HATALARINIZDAN KEYİF ALIN
- Peki, kitap yazmak aklınıza nereden geldi?
- Bahsettiğim gibi çalışma hayatımı sonlandırmamın ana nedeni ikiz erkek çocuklarımın üniversiteye iyi hazırlanabilmeleri için danışmanlık yapmaktı. Onlara danışmanlık yaparken üretkenliğimin devam etmesi gerektiğine inanıyordum. Bir yandan da çalışma hayatımda başımdan geçen olayların yarattığı duyguyu ve bakış açısını mutlaka gençlerle paylaşmalıyım diye düşünüyordum. Çalışma hayatım boyunca gençlerin çok iyi yetişmiş ve bir o kadar da cesur olduklarına tanık oldum. Bu yüzden tüm çabalarını daha fazla üretmeye adamaları için bir şeyler yapmalıydım. Ben de yollarına kitap yazarak çıkmak istedim. Tam bir sene boyunca hem evdeki gençleri yetiştirdim, hem de detaylı araştırmalar yaparak kitabımı yazdım.

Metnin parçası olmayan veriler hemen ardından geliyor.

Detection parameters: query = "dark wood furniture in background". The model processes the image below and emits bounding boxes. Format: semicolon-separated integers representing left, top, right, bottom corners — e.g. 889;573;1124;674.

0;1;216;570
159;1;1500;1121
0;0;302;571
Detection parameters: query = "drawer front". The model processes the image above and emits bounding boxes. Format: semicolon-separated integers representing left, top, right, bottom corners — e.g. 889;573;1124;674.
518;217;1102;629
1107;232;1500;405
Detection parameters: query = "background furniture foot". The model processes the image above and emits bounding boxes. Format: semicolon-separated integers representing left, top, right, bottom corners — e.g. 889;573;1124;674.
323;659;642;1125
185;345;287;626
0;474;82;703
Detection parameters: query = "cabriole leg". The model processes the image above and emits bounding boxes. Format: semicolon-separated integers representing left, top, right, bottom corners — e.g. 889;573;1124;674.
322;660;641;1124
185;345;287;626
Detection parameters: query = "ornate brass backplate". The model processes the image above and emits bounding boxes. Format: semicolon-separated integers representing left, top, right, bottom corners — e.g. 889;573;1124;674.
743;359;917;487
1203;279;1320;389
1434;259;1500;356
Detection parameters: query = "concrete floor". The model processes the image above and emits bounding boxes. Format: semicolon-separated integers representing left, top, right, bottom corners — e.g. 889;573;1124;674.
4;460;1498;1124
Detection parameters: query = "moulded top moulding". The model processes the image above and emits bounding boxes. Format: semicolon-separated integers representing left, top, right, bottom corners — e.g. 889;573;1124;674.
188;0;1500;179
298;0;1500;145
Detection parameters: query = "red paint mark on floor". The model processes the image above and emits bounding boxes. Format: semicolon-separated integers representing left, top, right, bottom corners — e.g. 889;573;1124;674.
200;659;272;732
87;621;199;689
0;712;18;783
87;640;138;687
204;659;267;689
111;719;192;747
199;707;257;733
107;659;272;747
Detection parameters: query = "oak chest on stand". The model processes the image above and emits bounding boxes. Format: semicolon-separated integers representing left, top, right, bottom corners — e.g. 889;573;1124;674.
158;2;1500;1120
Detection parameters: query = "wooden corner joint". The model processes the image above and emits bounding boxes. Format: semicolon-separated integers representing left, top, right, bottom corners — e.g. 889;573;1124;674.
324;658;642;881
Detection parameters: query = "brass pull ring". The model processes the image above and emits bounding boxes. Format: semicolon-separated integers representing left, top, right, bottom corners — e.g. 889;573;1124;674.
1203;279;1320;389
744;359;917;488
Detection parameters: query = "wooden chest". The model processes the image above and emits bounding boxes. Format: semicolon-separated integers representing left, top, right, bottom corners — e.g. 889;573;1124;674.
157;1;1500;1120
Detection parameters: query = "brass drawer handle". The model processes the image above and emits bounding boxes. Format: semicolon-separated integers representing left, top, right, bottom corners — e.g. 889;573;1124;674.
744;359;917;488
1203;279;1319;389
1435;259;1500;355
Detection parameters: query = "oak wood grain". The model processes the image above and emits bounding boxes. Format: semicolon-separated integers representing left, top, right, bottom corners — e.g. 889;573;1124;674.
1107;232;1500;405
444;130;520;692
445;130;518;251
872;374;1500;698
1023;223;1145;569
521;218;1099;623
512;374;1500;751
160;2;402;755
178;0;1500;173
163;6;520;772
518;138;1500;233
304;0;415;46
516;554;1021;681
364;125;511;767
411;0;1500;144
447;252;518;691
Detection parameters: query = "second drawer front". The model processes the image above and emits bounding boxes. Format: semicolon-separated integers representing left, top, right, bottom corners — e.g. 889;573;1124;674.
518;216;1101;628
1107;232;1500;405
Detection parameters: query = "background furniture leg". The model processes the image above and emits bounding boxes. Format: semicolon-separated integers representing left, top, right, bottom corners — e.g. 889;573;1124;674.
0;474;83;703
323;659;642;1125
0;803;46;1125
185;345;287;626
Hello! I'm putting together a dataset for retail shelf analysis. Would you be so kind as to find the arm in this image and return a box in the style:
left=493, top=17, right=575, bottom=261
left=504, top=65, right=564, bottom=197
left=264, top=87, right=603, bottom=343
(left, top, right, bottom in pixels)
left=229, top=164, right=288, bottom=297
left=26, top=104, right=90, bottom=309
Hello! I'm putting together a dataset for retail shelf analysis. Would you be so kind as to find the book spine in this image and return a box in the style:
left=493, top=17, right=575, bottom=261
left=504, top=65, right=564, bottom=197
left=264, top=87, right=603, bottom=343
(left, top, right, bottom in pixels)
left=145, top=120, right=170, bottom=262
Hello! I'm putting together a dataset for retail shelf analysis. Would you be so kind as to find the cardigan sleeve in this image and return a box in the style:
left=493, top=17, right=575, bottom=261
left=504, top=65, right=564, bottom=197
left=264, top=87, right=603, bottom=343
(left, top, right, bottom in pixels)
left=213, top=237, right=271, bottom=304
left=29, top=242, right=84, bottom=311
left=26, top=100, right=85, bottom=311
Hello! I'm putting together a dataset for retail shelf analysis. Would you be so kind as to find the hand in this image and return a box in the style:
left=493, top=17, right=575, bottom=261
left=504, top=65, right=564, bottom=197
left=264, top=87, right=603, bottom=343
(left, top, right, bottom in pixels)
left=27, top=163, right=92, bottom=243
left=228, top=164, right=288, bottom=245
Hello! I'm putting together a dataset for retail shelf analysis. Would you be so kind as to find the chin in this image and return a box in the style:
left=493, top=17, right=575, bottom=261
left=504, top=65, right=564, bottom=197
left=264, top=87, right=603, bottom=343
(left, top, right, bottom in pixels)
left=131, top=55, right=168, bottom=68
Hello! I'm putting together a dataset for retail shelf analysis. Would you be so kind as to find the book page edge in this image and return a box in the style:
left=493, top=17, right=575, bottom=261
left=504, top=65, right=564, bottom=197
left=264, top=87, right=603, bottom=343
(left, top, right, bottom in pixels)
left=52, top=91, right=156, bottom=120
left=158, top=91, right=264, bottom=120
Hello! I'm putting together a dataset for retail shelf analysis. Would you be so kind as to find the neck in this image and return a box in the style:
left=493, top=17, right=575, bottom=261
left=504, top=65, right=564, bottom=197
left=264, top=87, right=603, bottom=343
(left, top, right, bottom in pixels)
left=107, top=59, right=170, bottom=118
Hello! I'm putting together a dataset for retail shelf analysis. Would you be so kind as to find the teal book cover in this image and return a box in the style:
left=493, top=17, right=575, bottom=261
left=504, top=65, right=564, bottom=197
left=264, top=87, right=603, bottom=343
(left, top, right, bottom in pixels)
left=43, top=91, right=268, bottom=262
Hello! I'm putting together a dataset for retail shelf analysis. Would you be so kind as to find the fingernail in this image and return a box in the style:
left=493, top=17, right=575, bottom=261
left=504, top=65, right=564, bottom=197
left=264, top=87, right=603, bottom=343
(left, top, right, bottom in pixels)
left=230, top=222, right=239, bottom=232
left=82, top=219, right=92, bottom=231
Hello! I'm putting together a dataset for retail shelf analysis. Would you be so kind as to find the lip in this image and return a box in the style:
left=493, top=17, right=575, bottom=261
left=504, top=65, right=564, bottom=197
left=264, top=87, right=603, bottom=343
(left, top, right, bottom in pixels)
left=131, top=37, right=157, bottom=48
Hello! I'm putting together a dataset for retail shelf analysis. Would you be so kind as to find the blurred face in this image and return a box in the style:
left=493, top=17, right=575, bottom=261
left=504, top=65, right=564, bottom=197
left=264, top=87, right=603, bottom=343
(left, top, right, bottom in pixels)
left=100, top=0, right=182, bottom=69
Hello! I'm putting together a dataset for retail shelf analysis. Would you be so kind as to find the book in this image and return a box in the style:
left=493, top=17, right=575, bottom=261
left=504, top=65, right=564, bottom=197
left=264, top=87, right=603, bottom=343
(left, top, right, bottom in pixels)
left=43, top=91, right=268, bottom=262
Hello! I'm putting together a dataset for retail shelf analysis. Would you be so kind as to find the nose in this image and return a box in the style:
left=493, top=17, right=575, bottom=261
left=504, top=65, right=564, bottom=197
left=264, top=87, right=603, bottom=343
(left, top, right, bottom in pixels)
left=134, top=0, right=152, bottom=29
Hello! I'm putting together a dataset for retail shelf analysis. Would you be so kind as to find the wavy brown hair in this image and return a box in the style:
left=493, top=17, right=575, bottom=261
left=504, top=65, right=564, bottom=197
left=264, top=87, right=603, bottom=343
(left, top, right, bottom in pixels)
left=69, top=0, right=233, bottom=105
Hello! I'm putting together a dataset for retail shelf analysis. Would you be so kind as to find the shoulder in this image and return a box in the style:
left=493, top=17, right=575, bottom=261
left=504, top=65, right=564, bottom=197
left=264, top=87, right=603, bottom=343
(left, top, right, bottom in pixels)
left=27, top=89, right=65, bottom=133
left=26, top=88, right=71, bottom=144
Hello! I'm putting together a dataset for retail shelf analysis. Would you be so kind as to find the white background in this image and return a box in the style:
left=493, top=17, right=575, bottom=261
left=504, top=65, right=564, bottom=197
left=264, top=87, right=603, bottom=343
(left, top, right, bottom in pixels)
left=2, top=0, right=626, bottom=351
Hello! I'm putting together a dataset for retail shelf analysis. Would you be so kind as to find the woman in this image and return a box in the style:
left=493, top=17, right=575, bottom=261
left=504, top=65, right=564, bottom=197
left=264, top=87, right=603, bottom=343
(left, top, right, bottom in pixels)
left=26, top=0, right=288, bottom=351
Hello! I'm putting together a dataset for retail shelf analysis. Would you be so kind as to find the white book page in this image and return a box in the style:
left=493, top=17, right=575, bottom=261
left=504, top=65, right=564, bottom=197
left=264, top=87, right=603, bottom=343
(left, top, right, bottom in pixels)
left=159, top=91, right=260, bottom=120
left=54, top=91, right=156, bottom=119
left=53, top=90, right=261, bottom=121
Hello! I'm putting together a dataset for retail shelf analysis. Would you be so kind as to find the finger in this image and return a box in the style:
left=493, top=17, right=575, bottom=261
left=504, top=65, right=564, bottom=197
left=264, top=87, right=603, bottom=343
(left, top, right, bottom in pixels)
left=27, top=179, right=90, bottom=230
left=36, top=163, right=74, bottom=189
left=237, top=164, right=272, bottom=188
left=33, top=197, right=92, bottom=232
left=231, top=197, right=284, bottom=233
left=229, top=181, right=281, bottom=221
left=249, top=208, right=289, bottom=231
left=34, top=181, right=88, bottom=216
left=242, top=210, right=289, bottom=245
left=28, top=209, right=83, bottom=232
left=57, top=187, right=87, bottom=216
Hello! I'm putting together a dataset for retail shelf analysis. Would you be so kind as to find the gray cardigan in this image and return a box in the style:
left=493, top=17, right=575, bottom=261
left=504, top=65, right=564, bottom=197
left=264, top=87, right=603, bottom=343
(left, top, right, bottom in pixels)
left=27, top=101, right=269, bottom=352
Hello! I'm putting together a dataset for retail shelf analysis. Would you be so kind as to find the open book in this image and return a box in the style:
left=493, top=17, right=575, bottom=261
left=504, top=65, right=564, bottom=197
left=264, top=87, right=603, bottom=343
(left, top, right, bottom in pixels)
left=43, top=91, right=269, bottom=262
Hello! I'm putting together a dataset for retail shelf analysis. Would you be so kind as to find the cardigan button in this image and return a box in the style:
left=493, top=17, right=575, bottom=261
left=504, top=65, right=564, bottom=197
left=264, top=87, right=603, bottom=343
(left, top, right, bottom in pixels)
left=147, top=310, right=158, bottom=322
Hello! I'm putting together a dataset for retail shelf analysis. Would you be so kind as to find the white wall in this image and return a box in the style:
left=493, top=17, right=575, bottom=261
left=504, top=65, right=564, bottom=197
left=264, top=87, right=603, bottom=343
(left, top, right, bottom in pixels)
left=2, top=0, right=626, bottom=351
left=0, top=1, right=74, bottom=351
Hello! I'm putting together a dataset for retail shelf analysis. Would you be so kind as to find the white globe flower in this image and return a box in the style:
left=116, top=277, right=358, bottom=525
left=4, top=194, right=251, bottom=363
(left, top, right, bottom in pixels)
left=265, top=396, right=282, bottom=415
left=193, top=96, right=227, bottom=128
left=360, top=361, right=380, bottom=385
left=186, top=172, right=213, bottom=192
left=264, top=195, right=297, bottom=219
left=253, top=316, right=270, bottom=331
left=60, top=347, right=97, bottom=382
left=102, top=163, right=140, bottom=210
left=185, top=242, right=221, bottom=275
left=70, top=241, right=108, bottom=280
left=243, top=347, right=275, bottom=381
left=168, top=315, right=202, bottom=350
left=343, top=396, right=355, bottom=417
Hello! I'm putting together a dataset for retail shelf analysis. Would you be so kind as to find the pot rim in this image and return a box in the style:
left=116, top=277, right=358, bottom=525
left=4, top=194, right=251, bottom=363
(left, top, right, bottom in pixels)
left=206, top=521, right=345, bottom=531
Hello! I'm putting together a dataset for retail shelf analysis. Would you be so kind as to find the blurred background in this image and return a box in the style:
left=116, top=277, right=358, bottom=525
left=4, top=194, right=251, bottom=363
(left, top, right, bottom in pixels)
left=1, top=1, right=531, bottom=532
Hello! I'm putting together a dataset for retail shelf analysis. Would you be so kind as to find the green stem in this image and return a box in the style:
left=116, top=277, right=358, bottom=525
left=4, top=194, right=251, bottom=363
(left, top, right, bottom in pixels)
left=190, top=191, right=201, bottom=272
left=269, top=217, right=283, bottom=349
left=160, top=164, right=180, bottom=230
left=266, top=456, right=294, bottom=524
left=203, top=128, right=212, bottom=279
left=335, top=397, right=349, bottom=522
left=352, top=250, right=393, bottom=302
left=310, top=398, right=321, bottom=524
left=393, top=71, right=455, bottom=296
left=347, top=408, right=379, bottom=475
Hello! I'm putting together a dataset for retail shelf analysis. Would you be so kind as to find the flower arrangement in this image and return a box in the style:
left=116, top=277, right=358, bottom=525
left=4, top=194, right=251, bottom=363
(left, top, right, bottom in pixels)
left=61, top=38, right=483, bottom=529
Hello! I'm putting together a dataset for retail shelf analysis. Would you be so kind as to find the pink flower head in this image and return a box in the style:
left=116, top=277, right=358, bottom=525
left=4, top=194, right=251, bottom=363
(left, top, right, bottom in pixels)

- Özellikle iş hayatına yönelik bir kişisel gelişim kitabı yazmak istemenizin sebepleri nelerdi?
- Çalışma hayatımdaki gözlemlerimi en iyi şekilde ifade edebileceğim yöntem bir kitap yazmaktı. Ayrıca bu kitapla çalışanların kişisel gelişimlerine de katkı sağlayabileceğime inanıyordum. Yazmak istememin sebeplerine bir kaç örnek verecek olursam eğer; Çalışanlar bilmedikleri işleri de yapabileceklerine inanmıyorlar. Anlık karar alıp bu karara kilitlenmekten korkuyorlar. Sorunun değil, sonucun parçası olmayı hedeflemiyorlar ve en önemlisi de hatalarından keyif almayı bilmiyorlar.
- İş hayatına yeni atılacak ve iş hayatında başarılı olmak isteyenler hangi konulara dikkat etmeliler? Neler söyleyebilirsiniz?
- İş hayatımda benim asla’larım vardı. Onlar ne demek istediğimi özetlediği için sizinle paylaşmak isterim. Her zaman çözümün bir parçası olmalı, ama asla problemin bir parçası olmamalı. Her sorunda bir çözüm görmeli, ama asla her çözümde bir sorun görmemeli. Çakılların yanındaki çimenleri görmeli ama asla çimenin yanındaki çakılları görmemeli. “Zor, ama mümkün” demeli, ama asla “mümkün ama çok zor” dememeli. Konuşmak yerine yapmalı, ama asla yapmak yerine konuşmamalı.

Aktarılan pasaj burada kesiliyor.